Most of the time, our social media accounts make us feel #blessed. After all, it’s never been easier to connect with friends and family in far off places, or share photos, ideas and artwork with people all over the world. But as these books about social media show, it’s not all likes and cute emojis. Below we’ve rounded up our favorite thrillers about life in the digital age—and we bet you’re going to want to download them all.
It’s 2016, and Orla Cadden has dreams of leaving her dead-end job and becoming a novelist. Things start to look up when she meets Floss, a woman who has a plan for turning them both into stars. Floss’s methods are a little suspect, but in her mind, the ends justify the means.
Jump forward to 2051, where a woman named Marlow is a government-appointed celebrity who lives out her days on camera. Though she has 12 million loyal followers, she dreams of getting out of the spotlight. Still, Marlow accepts her status—until she finds out a secret about her birth. Finally, Marlow has the courage to flee her corporate sponsors, and find out the truth.
Billed as a Talented Mr. Ripley for the digital age, Social Creature tells the story of Louise and Lavinia, two girls who live in New York City but lead dramatically different lives. Lavinia has everything she could ever want, while Louise has nothing. The two enter an intimate, overly intense friendship, setting the stage for this “edgy and hypnotic” tale of obsession (People).
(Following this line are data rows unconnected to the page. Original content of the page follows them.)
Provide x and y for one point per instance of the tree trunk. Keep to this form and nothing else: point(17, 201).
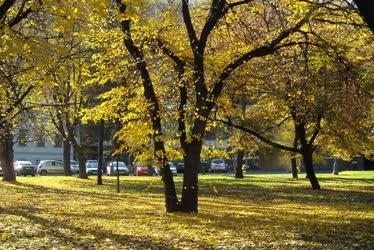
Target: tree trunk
point(293, 158)
point(239, 164)
point(335, 170)
point(6, 153)
point(171, 200)
point(101, 154)
point(294, 167)
point(79, 153)
point(308, 161)
point(66, 153)
point(190, 179)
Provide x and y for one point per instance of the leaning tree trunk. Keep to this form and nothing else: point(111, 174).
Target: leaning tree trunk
point(66, 153)
point(308, 162)
point(293, 160)
point(239, 164)
point(79, 153)
point(101, 153)
point(6, 153)
point(294, 167)
point(189, 202)
point(171, 200)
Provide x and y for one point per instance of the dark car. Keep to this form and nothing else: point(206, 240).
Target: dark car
point(24, 168)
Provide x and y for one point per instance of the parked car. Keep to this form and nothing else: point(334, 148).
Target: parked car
point(46, 167)
point(122, 168)
point(74, 165)
point(91, 167)
point(218, 165)
point(24, 168)
point(143, 168)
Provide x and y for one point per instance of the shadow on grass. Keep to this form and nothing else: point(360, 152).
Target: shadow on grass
point(267, 211)
point(51, 226)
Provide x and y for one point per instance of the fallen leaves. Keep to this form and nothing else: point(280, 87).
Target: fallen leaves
point(259, 212)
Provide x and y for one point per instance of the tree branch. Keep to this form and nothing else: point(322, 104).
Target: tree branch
point(259, 136)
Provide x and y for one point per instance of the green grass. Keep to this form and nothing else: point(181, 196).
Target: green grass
point(258, 212)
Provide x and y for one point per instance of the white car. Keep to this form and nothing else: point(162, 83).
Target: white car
point(122, 168)
point(24, 168)
point(218, 165)
point(74, 165)
point(46, 167)
point(173, 169)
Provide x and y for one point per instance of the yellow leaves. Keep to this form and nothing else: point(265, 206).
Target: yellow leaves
point(229, 213)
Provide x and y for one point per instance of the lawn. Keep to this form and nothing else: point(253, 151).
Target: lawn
point(258, 212)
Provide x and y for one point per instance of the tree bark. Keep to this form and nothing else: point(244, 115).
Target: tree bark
point(6, 152)
point(293, 158)
point(171, 200)
point(189, 202)
point(308, 162)
point(101, 154)
point(335, 170)
point(79, 153)
point(239, 164)
point(66, 153)
point(294, 167)
point(365, 8)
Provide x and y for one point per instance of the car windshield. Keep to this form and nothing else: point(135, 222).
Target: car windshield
point(120, 164)
point(24, 163)
point(218, 161)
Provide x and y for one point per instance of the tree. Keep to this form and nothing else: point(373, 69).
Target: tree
point(191, 70)
point(318, 85)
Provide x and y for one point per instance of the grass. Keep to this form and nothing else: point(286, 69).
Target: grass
point(258, 212)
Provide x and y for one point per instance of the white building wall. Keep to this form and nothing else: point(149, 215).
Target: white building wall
point(32, 152)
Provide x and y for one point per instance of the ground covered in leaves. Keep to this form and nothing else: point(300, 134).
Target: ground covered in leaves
point(258, 212)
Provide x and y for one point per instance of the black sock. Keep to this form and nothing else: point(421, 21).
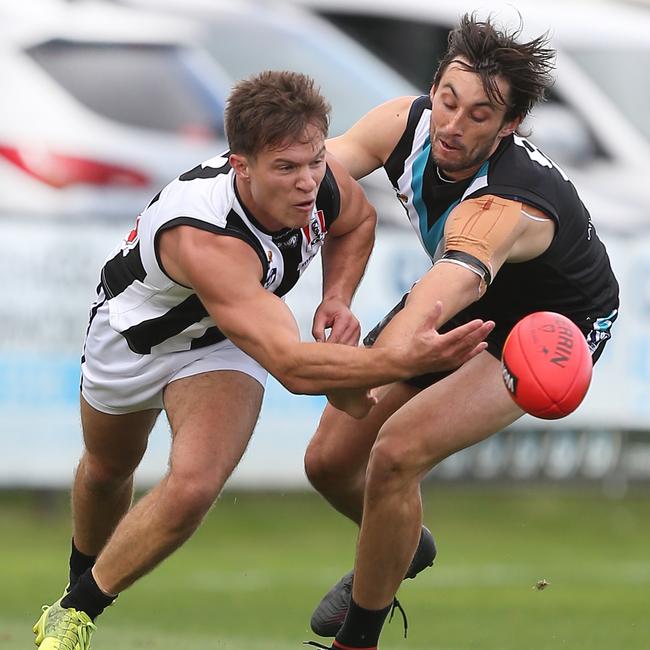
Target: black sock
point(87, 597)
point(79, 563)
point(362, 627)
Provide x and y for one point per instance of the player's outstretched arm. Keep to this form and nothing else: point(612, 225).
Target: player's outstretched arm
point(366, 145)
point(344, 256)
point(226, 273)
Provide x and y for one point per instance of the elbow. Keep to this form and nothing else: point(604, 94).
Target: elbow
point(288, 374)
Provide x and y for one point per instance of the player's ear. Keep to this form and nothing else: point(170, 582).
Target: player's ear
point(509, 127)
point(241, 165)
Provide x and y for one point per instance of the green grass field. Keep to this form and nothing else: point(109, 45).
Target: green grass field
point(250, 577)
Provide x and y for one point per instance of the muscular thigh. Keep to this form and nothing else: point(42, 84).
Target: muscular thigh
point(466, 407)
point(116, 441)
point(346, 441)
point(212, 416)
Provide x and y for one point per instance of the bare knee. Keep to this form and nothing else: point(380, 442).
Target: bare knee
point(392, 465)
point(328, 466)
point(190, 497)
point(101, 475)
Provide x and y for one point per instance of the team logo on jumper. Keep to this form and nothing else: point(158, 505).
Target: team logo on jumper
point(316, 230)
point(270, 277)
point(131, 240)
point(286, 241)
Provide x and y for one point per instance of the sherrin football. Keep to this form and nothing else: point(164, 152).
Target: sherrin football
point(546, 365)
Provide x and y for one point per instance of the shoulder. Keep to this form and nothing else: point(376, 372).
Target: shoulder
point(368, 143)
point(205, 192)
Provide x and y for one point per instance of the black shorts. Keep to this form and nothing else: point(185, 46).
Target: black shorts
point(597, 337)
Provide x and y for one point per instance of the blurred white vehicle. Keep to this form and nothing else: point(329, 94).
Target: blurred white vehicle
point(245, 37)
point(105, 102)
point(595, 123)
point(101, 107)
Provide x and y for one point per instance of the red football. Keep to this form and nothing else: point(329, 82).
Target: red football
point(546, 365)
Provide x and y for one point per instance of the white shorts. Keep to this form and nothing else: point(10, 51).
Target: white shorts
point(116, 380)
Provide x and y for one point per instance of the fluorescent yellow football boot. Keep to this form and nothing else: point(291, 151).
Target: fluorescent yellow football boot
point(63, 629)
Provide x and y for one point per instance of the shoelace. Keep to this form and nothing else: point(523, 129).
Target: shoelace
point(69, 632)
point(396, 606)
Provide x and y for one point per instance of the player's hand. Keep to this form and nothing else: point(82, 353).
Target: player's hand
point(356, 402)
point(335, 315)
point(435, 352)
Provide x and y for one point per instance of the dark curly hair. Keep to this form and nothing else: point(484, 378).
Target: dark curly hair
point(492, 53)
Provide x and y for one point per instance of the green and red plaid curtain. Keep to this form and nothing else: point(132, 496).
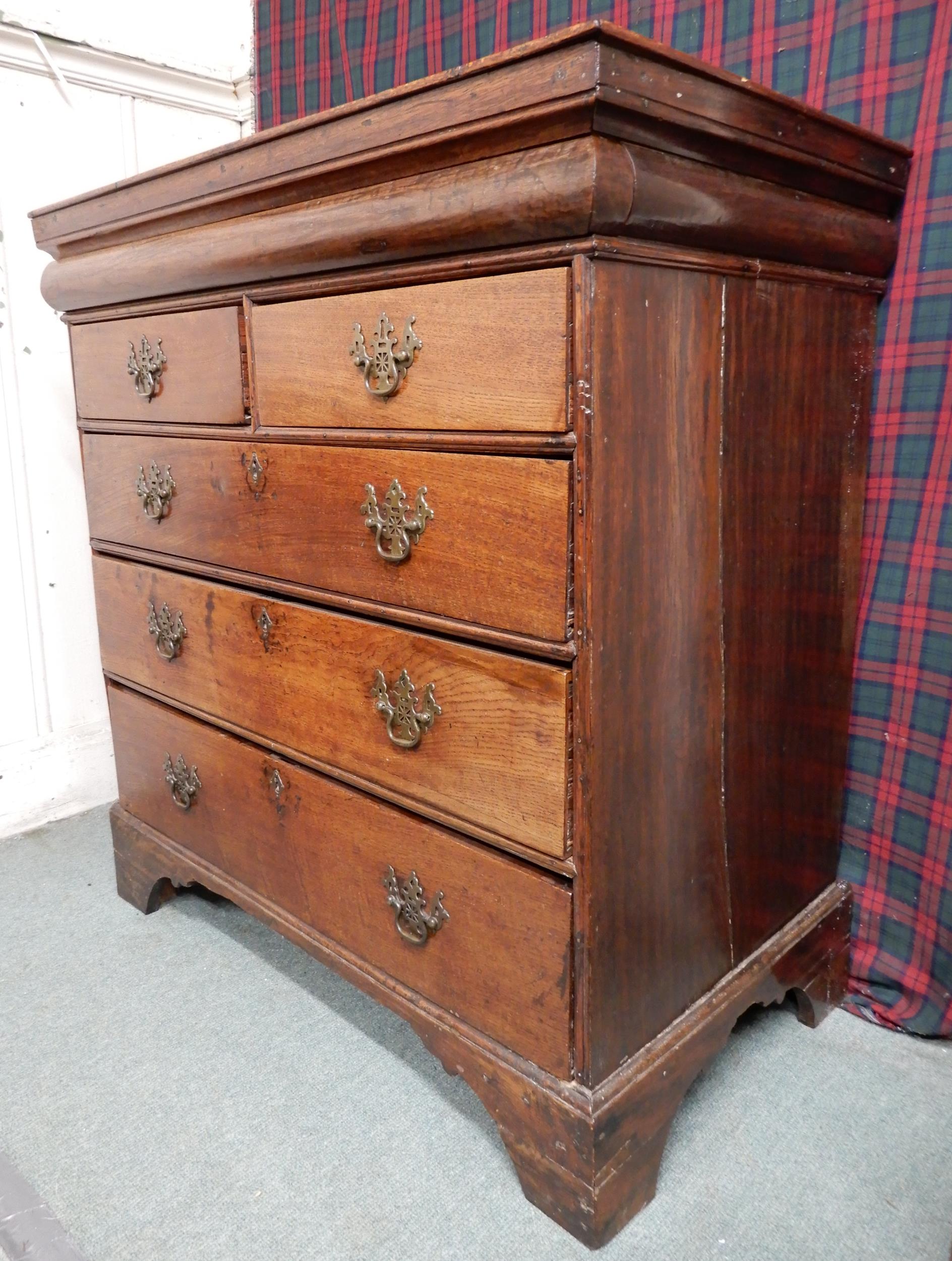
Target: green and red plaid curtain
point(885, 65)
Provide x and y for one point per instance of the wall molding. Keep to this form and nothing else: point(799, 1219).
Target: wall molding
point(56, 776)
point(95, 69)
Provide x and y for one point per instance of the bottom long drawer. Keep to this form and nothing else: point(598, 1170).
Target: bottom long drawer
point(323, 851)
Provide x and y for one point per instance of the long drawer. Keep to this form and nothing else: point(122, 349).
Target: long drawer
point(492, 762)
point(495, 549)
point(181, 369)
point(323, 851)
point(487, 354)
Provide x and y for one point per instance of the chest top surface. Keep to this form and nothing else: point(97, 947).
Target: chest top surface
point(590, 132)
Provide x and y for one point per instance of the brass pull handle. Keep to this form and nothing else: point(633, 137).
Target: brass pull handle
point(154, 488)
point(414, 922)
point(145, 369)
point(185, 783)
point(167, 631)
point(396, 525)
point(384, 366)
point(405, 722)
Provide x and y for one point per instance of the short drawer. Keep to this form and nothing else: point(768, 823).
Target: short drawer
point(489, 354)
point(185, 369)
point(494, 551)
point(322, 853)
point(492, 762)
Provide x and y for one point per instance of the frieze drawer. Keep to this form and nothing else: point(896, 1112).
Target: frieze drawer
point(457, 356)
point(186, 369)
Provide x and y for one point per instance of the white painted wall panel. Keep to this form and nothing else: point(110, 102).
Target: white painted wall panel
point(109, 119)
point(212, 36)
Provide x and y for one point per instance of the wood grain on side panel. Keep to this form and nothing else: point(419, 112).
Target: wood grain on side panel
point(656, 877)
point(797, 394)
point(492, 356)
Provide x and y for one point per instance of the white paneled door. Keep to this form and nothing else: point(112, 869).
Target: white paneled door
point(74, 119)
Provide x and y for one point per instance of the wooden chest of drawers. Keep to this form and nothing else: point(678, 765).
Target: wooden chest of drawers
point(475, 485)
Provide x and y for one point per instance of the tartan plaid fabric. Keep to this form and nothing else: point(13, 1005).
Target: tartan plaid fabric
point(885, 65)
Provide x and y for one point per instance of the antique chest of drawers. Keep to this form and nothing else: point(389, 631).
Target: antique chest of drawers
point(475, 481)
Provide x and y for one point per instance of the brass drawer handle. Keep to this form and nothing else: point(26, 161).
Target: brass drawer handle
point(185, 783)
point(167, 631)
point(405, 723)
point(415, 924)
point(382, 365)
point(154, 488)
point(396, 526)
point(145, 369)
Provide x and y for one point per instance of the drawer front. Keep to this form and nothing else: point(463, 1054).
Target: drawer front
point(495, 550)
point(492, 355)
point(322, 851)
point(492, 761)
point(187, 371)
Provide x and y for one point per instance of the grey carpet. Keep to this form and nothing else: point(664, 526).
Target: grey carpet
point(191, 1087)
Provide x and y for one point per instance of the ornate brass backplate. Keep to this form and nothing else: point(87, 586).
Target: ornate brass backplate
point(396, 525)
point(154, 488)
point(278, 785)
point(405, 722)
point(384, 366)
point(167, 631)
point(264, 624)
point(145, 369)
point(185, 783)
point(415, 924)
point(255, 473)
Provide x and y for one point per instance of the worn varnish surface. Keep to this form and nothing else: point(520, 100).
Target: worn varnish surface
point(496, 757)
point(201, 384)
point(799, 371)
point(496, 550)
point(594, 79)
point(658, 887)
point(480, 366)
point(647, 505)
point(319, 850)
point(589, 1159)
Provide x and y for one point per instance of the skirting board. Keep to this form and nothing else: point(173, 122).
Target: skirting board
point(54, 777)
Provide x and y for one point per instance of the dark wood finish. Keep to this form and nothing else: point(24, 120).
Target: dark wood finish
point(321, 851)
point(404, 439)
point(651, 814)
point(486, 264)
point(589, 1159)
point(799, 374)
point(531, 95)
point(475, 369)
point(202, 382)
point(304, 523)
point(647, 476)
point(495, 758)
point(524, 645)
point(568, 190)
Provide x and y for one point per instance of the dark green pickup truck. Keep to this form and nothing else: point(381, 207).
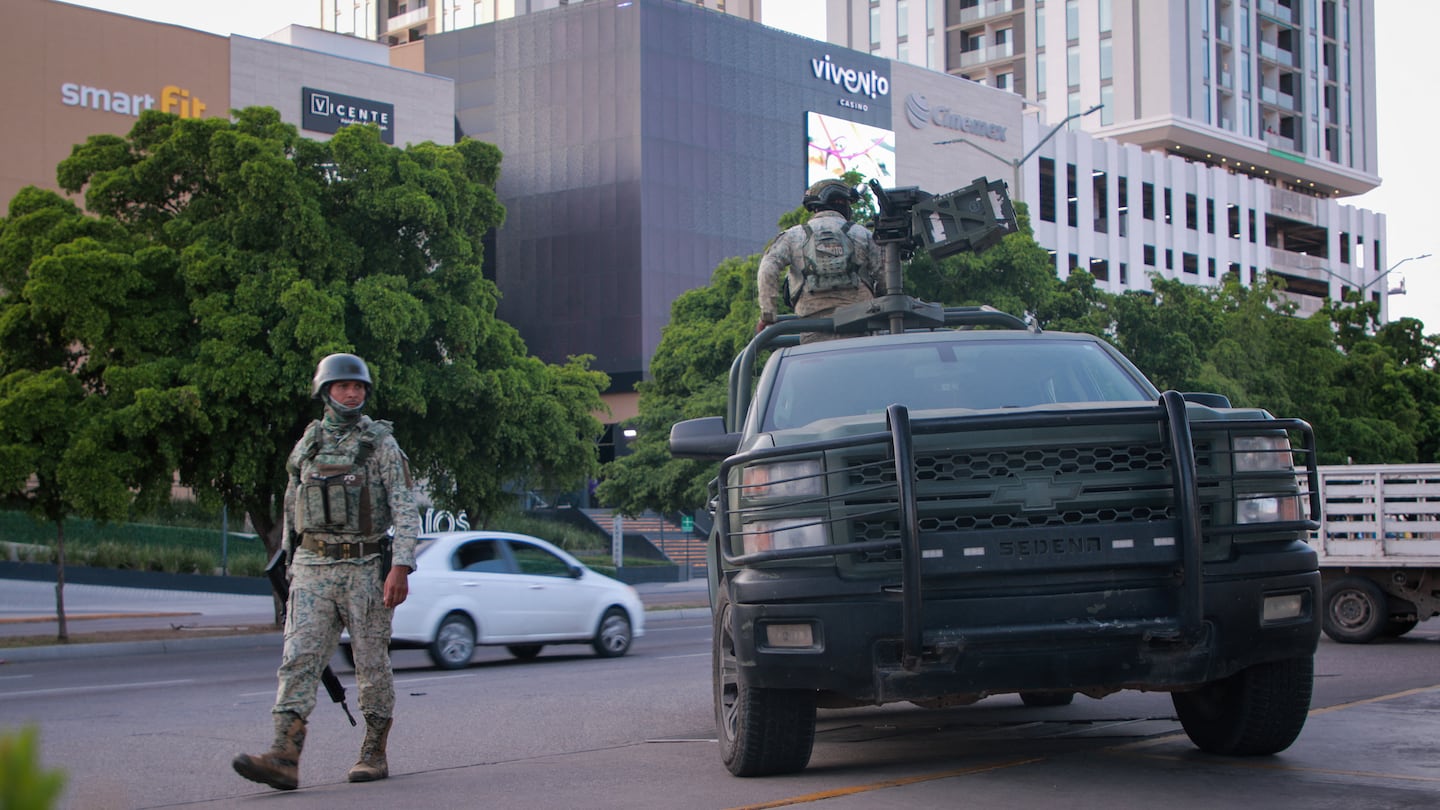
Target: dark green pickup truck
point(977, 508)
Mae Holland has landed a job at the biggest internet company in the world: the Circle. The company aims to erase online anonymity, creating an internet that is civil and transparent. Mae throws herself into her work, becoming the face of the company and putting her life entirely online. She is the first completely “transparent” person on the internet...and she can’t seem to understand why anyone wouldn’t want to do the same.
The More You Ignore Me
Charli and Nico’s wedding blog has an unwanted commenter. Someone thinks the groom’s brother has his eye on Charli, and he’s determined to warn her about it. To do so, he creates multiple identities on different platforms, all of which he uses to barrage her. Both hilarious and tragic, the novel is told entirely as a blog post comment from an internet troll to create “an experimental novel of obsession and violation that makes Nicholson Baker and Mark Leyner look positively banal” (Kirkus Reviews).
Though we love the Netflix series starring Penn Badgley and Elizabeth Lail, we’d still rather re-read the book it was based on. You tells the story of Joe Goldberg, a bookstore clerk who Googles the name of a very attractive customer: Guinevere Beck. Her social media accounts are public, and soon Joe knows everything about Beck, including where she’ll be that night. He has a plan to turn himself into her boyfriend—and he’ll do anything to remove anyone who gets in his way.
One night in Boston, a man falls to his death in front of a train. The only witness, a young female blogger whose online persona is “l.g. fickel,” tells the police she watched him commit suicide. But when the police find out the dead man was a reader of fickel’s blog, they wonder if she knows him better than she said.
The novel is told entirely from the point of view of fickel’s blog, taking us from the inciting incident to her quest to prove her innocence. Of course, everything we know about the case is what she has told us—and as we all know, you shouldn’t believe everything you read on the internet.
Facebook is a great way to reconnect with long lost friends. But sometimes, we wish those friendships would just stay buried. Twenty-seven years after the darkest night of her life, single mom Louise receives a friend request from Maria Weston—someone who she thought was dead. Maria’s sudden reappearance forces Louise to examine her past, and figure out exactly what happened that night. If she doesn’t, she could lose everything.
To Live Again and The Second Trip
In To Live Again, Robert Silverberg has imagined a future where, thanks to technology, you never have to die. If you’re rich enough, you can afford to have your persona stored in a soul bank. Once your body dies, you can continue life in another host. And in this world, the more personas a person has, the greater their social status.
In The Second Trip, people no longer go to prison when they are convicted of crimes. Instead, this Orwellian world forces criminals to undergo operations that strip their personalities and give them a new bank of memories. But for one man, his former self still lingers, waiting for the opportunity to emerge.